第28話影響6

「そういえば、まだ紹介をしていませんでした。こちらに控えているのは海軍長官のモルド・ゴンザレス殿です」


 海軍長官……それもモルド・ゴンザレスって!思わず椅子から立ち上りそうになってしまいました。

 流石に名前だけは聞いたことがありました。滅多に公式の場には出てこない方ですが、かの人の実力は他国にまで聞こえているほどです。
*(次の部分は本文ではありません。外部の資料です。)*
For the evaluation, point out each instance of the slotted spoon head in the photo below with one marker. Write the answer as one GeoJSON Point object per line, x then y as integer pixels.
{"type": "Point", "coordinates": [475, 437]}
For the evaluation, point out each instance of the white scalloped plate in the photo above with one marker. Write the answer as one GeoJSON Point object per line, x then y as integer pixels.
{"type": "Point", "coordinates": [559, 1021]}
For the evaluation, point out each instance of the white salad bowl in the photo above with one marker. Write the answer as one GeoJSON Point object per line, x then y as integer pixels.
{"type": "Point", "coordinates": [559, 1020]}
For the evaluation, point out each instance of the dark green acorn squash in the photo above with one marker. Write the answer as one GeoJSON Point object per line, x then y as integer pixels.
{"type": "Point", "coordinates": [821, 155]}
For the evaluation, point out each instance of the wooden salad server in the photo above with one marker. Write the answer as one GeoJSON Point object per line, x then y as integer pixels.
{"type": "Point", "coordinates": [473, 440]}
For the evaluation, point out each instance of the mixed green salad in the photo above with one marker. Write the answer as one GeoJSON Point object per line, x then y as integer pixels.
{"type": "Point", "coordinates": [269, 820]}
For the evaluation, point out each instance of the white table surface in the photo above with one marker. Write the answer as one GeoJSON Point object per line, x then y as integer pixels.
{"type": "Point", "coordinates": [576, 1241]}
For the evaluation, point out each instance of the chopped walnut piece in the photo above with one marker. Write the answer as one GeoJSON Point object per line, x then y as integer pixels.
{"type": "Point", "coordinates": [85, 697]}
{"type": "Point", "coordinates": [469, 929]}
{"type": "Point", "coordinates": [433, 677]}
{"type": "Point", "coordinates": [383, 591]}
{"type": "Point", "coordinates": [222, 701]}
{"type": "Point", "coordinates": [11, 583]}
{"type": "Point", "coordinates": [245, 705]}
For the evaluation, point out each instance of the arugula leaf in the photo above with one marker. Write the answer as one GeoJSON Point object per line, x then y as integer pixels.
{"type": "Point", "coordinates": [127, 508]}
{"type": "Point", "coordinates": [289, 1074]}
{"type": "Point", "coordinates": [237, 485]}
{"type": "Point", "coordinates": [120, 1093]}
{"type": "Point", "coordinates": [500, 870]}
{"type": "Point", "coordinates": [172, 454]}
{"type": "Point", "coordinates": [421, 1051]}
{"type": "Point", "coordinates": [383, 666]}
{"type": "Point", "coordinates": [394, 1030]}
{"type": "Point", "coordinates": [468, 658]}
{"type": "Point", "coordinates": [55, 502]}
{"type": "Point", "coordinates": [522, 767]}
ただ、噂ばかりが一人歩きをしてしまっているような、言わば生きる伝説のような存在となっておられますが。


 敵に情け容赦なし、「冷酷無慈悲な海の悪魔」とさえ呼ばれて恐れられているとか……いないとか。


 ギレム公爵は何をお考えなのです?そんな方を連れてくるなんて!

 長官と親しく話される公爵の姿を見て、私にある仮設が浮かびました。


「――ギレム公爵閣下は玉座をお望みなんですか?」


 私の問いかけにギレム公爵は目を見開きました。意外過ぎるといったご様子の彼に、私の考えは的外れだったと何となく思いました。


「ハハハッ……――なるほど、アリエノール嬢はそう考えましたか」


 彼は笑い出した後、何か考えるように顎に手を当て、そして私を見ました。その瞳が今までとは全く違っているように感じます。思わず身構えてしまう程でしたから。


「貴女は聡い。この一瞬でご自分の間違いを悟ったのですから。貴となら公爵家を盛り立てていけると確信いたしました」


 勝手に話を勧められても困ります。それに私はまだ返事をしていません!


「ご安心を。アリエノール嬢が御実家の後継者になる事は承知しています。勿論、名ばかりではない。名実ともに“ラヌルフ女公爵”になるのだという事も。それを含めて私は貴女に求婚しているのですよ」


「そこまで理解なさっているのなら話は簡単です。私は、ギレム公爵家に嫁ぐ訳には参りません。婿を取らねばなりませんので。それともギレム公爵閣下が我がラヌルフ公爵家に婿入りしてくださるとでも?」


「ハッハッハッ、それは無理というものだ」


「存しております。私も同じですもの。他家に嫁入りは無理なんです」


「いいえ。貴女の場合は無理ではありません。両方こなせば問題ないのですから」


「…………どういう意味でしょう?」


「ラヌルフ女公爵としてギレム公爵家に嫁いで来てくださればいい。貴女は“ラヌルフ女公爵”と“ギレム公爵夫人”の二つの役割をこなせばいいだけです。勿論、私も夫として支えていきますよ。貴女の後ろ盾となりましょう。そうですね、まず私と貴女が結婚することで得られる利点について説明しましょうか」


 そうして始まったギレム公爵の饒舌さに、私は驚くしかなく。この時すでに彼の術中に嵌ってしまっていたのかもしれません。



 数日後、私とギレム公爵は正式に婚約をいたしました。